Ohms and stuff on my new amp


Hero Member
Well I pulled the string and got the Epiphone Valve Junior head and cab after spending much time playing all kinds of tube amps.  Sounds fantastic!  But I have a question - the head has outs for 4, 8, and 16 ohm.  The cab has a 16 ohm input (rated to 70 watts).

Can I use any of the outs or will it ruin the cab or amp?  I don't understand the whole ohm thing, and everything I see on the web is too scientific - just give me the lowdown, with tone and damage potential information please.  The instructions offer no guidance.  Oh, and in the store they had the 8 out into the cab.  At home I have only tried the 16 into the cab.

Thanks for any info!

- TS
General safe rule is to match the impedance (ohms). If your cab is 16 ohm, and your amp has a 16 ohm out, use that.
Impedance is cut in half if you run speakers in parallel. Two 16 ohm cabs will then be an 8 ohm load.
Make sure that the amp is seeing the load that you're using. Don't run the 16ohm out into an 8 ohm load, dont run the 8 ohm out into a 16ohm cab, etc.
spauldingrules said:
What is likely to be more harmful, if at all - 8 into 16 or 16 into 8?  I don't understand what ohm measures.

Much more damage is possible by running a higher impedance (ohms) output on the amp to a speaker cab rated at a lower impedance.  Basically, a lower impedance output means the output transformer is pushing more current.  It will basically fry your output transformer.  So, (in general with tube amps, especially British type) 16 ohm output to an 8 ohm cab is a very bad idea.  The cabinet wants more power than the tap on the transformer can deliver.  The opposite (8 ohm output to a 16 ohm cab), is not quite as bad because you aren't over-working the output transformer.  Different amps will react differently, and handle mis-matched loads differently.  Marshalls are particularly sensitive to mis-matched loads.  The impedance of the cabinet should always be equal to the total output load of the amp, or slightly higher in impedance than the output taps on the transformer to prevent a meltdown of your OT (output transformer).

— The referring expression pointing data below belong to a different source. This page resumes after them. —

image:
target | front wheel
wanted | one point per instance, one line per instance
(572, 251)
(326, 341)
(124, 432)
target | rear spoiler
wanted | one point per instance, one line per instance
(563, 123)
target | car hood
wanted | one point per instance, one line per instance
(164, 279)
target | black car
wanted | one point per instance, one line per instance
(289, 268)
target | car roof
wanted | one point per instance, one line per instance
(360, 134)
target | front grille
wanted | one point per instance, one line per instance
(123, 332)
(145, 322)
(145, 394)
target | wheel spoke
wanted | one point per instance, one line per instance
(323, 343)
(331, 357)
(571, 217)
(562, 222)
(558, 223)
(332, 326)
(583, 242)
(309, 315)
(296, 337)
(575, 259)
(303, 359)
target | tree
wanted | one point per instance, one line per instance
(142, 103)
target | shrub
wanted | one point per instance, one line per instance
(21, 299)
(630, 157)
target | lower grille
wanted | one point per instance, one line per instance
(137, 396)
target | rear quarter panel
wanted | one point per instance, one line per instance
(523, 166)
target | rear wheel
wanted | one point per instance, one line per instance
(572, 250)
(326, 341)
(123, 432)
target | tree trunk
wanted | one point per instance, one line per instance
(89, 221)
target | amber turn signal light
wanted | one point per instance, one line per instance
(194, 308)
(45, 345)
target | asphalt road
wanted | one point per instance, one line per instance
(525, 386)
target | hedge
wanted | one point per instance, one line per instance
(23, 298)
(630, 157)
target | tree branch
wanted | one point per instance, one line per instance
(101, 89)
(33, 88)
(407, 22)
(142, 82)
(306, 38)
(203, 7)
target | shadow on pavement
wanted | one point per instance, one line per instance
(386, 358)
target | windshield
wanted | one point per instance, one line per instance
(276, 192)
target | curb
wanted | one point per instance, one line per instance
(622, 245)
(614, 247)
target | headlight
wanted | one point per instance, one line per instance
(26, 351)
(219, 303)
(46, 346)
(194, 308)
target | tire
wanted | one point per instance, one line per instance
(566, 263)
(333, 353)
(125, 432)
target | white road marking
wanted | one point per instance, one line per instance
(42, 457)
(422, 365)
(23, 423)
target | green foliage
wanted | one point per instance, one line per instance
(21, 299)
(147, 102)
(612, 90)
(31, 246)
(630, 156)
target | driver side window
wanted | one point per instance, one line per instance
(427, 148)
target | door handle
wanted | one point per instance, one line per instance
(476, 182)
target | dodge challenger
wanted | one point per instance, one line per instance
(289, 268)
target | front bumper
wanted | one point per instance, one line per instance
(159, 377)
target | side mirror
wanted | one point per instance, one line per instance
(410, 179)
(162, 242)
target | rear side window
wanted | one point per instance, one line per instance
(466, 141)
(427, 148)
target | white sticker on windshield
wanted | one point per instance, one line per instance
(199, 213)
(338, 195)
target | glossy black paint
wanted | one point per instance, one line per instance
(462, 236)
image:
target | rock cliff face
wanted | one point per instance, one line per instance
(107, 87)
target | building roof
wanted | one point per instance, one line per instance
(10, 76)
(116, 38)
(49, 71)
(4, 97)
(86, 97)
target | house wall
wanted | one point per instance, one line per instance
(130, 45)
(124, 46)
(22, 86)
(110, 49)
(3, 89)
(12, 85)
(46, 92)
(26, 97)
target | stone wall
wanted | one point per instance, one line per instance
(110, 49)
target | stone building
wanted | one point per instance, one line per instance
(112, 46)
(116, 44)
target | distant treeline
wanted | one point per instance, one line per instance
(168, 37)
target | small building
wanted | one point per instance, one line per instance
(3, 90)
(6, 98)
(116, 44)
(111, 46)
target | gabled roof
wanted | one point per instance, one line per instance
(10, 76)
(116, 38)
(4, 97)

So, with a 16-ohm output tap on a Marshall, for example, you could run a single 16-ohm cabinet, or run 2 16-ohm cabinets by changing the output tap on the back of the amp to 8 ohms.  (Running 2 cabs in parallel cuts the ohms in half that the amp wants to see).
Let me add to the excellent practical advice already given, and say.....

Fender "got away" with all sorts of mismatches in doing two things on their spec output transformers.  First the iron was more than it needed to be.  Second, the winding gauge was also greater, accompanied by larger coils in the bigger iron.  You might just say, they over spec'd the output transformers and impedance mismatches are not an issue.

You get in REAL trouble if you put a larger load on a tube output amp.  That is - the WORST trouble of all is an open output, or high impedance output, because not only will it tear up the plates of the tubes, and the cathodes, but it will tend to trash the transformer real quick too.  Usually you'll get partial shorts in the primary... then it goes poof.

If you DEAD SHORT a tube amp, nothing happens.  Zip.  Nada.  No damage.  In fact, most well designed tube amps have a switched output that dead shorts itself upon taking out the plug, to avoid an open circuit - which would trash the amp. 

An older Marshall, with "closer to the bleeding edge" spec transformers will saturate more, and sooner (great grind), due to the smaller iron and tigher windings (from using smaller wire).  These suffer dramatically from presenting a larger impedance to the output, and suffer less or not at all from putting a smaller load on them.  Again, dead short - no issues on a tube amp.

Your tone suffers from mismatches.  And with a solid state output, the rules are completely reversed.  Open is fine on solid state, dead short kills 'em.